Faits divers Des escrocs africains ont réussi à détourner plus d'un million d'euros!

BRUXELLES A lire la mésaventure vécue par Paul (prénom d'emprunt), nombreux seront ceux qui vont certainement se dire: mais enfin, comment a-t-il pu se laisser avoir comme ça? La réponse vient de Paul lui-même: «Tout était tellement bien ficelé que je ne me suis pas méfié». Argent, grosses voitures, plaques diplomatiques, bref de quoi mettre n'importe qui en confiance.

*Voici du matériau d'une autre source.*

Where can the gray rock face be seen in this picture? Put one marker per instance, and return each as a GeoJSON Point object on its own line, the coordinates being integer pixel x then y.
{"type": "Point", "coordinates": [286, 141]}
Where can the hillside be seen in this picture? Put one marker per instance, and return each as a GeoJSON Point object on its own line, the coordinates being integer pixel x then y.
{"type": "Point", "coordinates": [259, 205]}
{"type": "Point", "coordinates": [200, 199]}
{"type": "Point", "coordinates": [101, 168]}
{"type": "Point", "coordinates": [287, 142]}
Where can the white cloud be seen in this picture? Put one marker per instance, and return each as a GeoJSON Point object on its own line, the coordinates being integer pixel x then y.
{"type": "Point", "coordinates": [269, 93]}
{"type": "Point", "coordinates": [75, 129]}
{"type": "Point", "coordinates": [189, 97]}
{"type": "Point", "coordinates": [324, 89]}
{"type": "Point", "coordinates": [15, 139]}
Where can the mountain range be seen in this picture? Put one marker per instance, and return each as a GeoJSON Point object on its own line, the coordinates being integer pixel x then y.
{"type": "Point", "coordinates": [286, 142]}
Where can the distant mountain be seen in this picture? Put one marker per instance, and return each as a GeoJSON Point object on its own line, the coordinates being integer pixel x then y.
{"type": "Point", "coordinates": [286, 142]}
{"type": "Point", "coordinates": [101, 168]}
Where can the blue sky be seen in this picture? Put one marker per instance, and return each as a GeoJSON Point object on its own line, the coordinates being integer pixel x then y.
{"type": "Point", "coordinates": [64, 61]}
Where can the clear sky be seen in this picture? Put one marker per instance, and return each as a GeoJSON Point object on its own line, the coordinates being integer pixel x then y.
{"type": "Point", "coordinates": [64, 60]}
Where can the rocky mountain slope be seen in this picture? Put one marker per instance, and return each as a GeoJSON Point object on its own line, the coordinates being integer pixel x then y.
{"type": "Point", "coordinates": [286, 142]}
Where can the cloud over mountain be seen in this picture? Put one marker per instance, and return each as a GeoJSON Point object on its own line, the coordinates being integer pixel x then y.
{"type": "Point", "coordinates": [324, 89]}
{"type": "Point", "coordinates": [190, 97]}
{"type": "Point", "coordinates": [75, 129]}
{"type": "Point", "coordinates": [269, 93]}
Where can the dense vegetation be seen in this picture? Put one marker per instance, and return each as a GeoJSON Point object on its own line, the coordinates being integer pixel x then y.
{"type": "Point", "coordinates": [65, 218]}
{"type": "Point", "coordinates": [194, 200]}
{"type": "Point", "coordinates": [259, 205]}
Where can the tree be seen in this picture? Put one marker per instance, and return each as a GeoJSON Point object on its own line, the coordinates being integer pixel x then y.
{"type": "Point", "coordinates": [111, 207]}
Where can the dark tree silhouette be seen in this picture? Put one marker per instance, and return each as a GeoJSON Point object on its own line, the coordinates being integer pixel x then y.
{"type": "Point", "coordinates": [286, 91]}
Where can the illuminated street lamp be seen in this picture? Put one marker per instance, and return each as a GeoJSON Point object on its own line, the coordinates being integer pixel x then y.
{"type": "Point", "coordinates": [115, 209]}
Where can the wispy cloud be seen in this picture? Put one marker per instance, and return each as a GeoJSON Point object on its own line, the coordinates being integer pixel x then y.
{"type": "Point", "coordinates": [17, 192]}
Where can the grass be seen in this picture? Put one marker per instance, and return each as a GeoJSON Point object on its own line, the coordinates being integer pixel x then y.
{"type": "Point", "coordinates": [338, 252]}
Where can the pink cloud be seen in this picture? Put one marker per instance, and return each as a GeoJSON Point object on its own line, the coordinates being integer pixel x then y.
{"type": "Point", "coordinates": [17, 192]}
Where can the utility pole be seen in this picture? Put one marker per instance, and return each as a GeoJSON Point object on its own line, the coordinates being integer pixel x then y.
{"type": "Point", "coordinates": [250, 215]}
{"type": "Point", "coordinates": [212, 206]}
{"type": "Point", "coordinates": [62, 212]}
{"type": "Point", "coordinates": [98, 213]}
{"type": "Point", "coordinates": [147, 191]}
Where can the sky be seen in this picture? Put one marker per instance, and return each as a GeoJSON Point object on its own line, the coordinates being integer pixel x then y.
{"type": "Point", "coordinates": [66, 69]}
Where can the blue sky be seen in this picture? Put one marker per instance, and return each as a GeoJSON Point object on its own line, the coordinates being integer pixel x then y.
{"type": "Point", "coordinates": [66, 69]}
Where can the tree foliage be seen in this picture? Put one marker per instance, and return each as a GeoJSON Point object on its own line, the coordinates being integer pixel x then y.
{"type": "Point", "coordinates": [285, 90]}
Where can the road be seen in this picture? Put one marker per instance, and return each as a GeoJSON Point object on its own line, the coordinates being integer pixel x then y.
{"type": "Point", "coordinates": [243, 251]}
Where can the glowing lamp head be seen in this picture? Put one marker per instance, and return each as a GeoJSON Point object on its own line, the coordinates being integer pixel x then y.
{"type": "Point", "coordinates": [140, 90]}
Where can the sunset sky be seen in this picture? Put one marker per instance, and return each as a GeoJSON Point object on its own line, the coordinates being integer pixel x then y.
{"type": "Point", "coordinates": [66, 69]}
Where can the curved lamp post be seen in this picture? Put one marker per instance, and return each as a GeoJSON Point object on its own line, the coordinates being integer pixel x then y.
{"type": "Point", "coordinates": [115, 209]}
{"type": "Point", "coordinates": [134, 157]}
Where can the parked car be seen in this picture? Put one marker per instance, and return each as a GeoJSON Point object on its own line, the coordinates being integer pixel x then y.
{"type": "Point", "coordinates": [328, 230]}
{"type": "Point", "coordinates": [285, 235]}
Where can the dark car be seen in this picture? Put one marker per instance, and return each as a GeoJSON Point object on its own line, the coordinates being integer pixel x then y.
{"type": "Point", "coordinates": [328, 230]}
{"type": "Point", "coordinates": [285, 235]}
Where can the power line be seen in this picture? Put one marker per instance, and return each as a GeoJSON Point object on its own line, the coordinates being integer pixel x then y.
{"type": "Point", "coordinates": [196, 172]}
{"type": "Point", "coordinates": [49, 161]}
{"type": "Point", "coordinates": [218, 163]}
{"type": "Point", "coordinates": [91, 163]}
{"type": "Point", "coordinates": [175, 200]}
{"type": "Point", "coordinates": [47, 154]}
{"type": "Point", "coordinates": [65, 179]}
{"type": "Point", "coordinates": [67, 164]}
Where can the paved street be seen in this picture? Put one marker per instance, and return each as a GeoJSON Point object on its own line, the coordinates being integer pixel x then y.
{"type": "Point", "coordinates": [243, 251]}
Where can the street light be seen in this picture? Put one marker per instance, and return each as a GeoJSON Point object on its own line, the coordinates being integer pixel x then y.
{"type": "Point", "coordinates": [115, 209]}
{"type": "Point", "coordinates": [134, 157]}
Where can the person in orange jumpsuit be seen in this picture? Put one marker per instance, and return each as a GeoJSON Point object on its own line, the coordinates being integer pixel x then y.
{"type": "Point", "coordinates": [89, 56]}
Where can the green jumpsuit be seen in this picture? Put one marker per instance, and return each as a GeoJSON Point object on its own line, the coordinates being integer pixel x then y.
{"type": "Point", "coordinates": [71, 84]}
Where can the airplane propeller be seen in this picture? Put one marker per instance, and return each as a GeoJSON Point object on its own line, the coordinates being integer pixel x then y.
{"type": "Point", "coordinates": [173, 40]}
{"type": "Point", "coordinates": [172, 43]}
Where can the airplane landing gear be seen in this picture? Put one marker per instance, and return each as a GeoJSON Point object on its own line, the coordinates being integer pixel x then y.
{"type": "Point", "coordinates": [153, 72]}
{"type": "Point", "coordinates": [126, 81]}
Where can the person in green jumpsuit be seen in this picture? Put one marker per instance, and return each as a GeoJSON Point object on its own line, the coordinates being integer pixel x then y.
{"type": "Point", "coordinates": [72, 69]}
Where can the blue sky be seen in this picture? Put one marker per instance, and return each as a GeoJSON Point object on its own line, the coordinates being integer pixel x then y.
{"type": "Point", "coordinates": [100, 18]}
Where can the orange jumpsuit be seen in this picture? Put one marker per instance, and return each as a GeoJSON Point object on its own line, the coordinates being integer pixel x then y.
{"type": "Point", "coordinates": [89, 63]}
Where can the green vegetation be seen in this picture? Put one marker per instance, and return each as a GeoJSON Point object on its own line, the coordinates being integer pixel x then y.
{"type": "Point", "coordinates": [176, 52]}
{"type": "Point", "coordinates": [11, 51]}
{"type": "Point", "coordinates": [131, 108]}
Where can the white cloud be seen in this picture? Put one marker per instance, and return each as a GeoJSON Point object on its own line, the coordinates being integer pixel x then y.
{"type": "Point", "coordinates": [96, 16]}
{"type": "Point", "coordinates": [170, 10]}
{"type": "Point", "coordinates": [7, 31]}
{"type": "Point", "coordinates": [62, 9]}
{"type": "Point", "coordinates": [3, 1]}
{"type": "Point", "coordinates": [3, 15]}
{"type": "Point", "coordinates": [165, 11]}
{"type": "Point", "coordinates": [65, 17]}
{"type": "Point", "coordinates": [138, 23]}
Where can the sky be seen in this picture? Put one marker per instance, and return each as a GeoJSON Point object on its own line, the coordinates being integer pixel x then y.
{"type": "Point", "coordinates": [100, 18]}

Paul, passionné de Formule 1, a décidé d'y investir son argent. Son choix s'est porté sur Minardi. Un choix qui n'est sans doute pas étranger au succès du pilote belge Bas Leinders, troisième pilote de l'écurie. «En septembre 2004, trois Africains, des Congolais qui cherchaient à faire des investissements dans la Formule 1, ont pris contact avec moi», explique Paul. «Ils étaient intéressés par l'achat de l'écurie Minardi qui était justement à vendre.» Les rencontres se sont succédé. «Nous nous sommes vus plusieurs fois. Un responsable de Minardi était là lors des rencontres.» Fatalement, la question d'argent a été abordée. Les trois Congolais ont alors déployé tout leur charme pour mettre leurs futures victimes en confiance... «Ils avaient de grosses voitures, des gardes du corps, des plaques diplomatiques.» Bref, pas de quoi se méfier. Au contraire...

«Pour racheter une écurie, on parle de millions d'euros. Ici, il s'agissait d'un budget de plus de 50 millions d'euros.» Histoire de montrer qu'ils n'étaient pas des rigolos, les candidats acheteurs ont amené un paquet d'argent. «Ils avaient des billets, plein de billets de 500 euros, mais qui étaient sécurisés.» Ça, c'était leur version, bien sûr! Tellement convaincants, ils avaient réussi à faire croire à notre mécène qu'ils possédaient des billets sécurisés afin que personne ne puisse les utiliser. «Le numéro de série était caché. C'était comme sur un billet de loterie.» Et c'est ici que la supercherie arrive à grands pas!

«Pour enlever cette protection, il fallait faire appel à un laboratoire spécial... qui coûte très cher.» Et, bien évidemment, Paul a été invité à participer aux frais. «Je devais avancer les fonds, en fait.» Persuadé d'avoir affaire à de l'argent bien réel mais simplement hyperprotégé, Paul a foncé tête baissée. «Ma passion pour la Formule 1 m'a fait perdre la raison.» Et voilà comment il a débloqué un million d'euros. Oui, un million d'euros pour faire laver 50 millions de faux billets de 500! «Quand j'ai compris que je me suis fait avoir, j'ai repris contact avec un des gars. Un rendez-vous a été fixé...» Le Congolais a été arrêté. Il est passé aux aveux. Mais l'argent, le vrai, le million de Paul, lui, avait disparu.

Un trou béant laissé dans la comptabilité du mécène. «Du coup, la justice bruxelloise m'a interrogé.» Il est soupçonné d'avoir détourné cet argent de son entreprise... L'affaire est à l'instruction au parquet de Bruxelles.